Na dodatek w przeszłości często następuje odwrócenie ról – dziewczynka czuje, że musi wspierać matkę, oddać jej dług wdzięczności za to, że tamta ją urodziła. Musi stłumić własne potrzeby rozwojowe i zrobić miejsce na potrzeby matki. W dorosłym życiu przekłada ten wzorzec na innych i w relacjach stara się zasłużyć na pochwałę, miłość, podwyżkę, akceptację… Rany powstałe w relacji z matką najczęściej tkwią głęboko w naszej podświadomości. Dopóki ich nie poczujemy, będą zarządzać naszym życiem.
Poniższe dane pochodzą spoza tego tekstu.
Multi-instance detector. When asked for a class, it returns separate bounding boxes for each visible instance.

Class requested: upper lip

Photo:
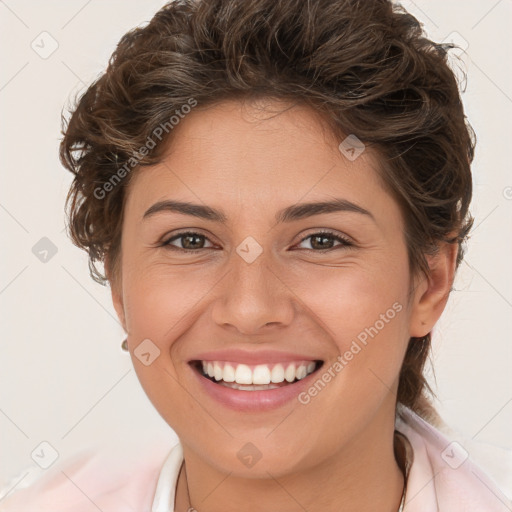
[188,348,321,365]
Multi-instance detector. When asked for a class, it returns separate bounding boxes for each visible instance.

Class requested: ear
[410,243,458,338]
[104,256,128,332]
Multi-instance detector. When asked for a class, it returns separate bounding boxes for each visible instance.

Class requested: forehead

Mamo, mam prawo do swojego życia

Matczyną ranę leczy się z poziomu córki, a nie matki. Ta rana jest w tobie, więc ty sama musisz się nią zająć. Bywa, że kobiety boją się dotykać tego bólu z lęku przed stratą relacji z matką albo pamięci o niej, jeśli np. matka już nie żyje. Tu nie chodzi o znalezienie i ukaranie winnego. Choć prawdą jest, że to matka jako osoba dorosła ponosi odpowiedzialność za relacje ze swoim dzieckiem. I nie usprawiedliwia jej fakt, że dopóki nie uleczy własnej wewnętrznej matczynej rany, nie pomoże swojej córce. Dlatego najlepsze, co może zrobić dla siebie, dla córki, dla ich dorosłych relacji – to zająć się sobą.

Do zajęcia się matczyną raną nie musisz być aktualnie w relacji z matką. Niektóre kobiety po zakończeniu procesu zdrowienia zbliżają się do matki, inne zrywają z nią kontakt.

W uzdrawianiu matczynej rany chodzi przede wszystkim o to, żebyś zrewidowała wszystkie przekonania na swój temat i na temat świata, które powstały w relacji z matką.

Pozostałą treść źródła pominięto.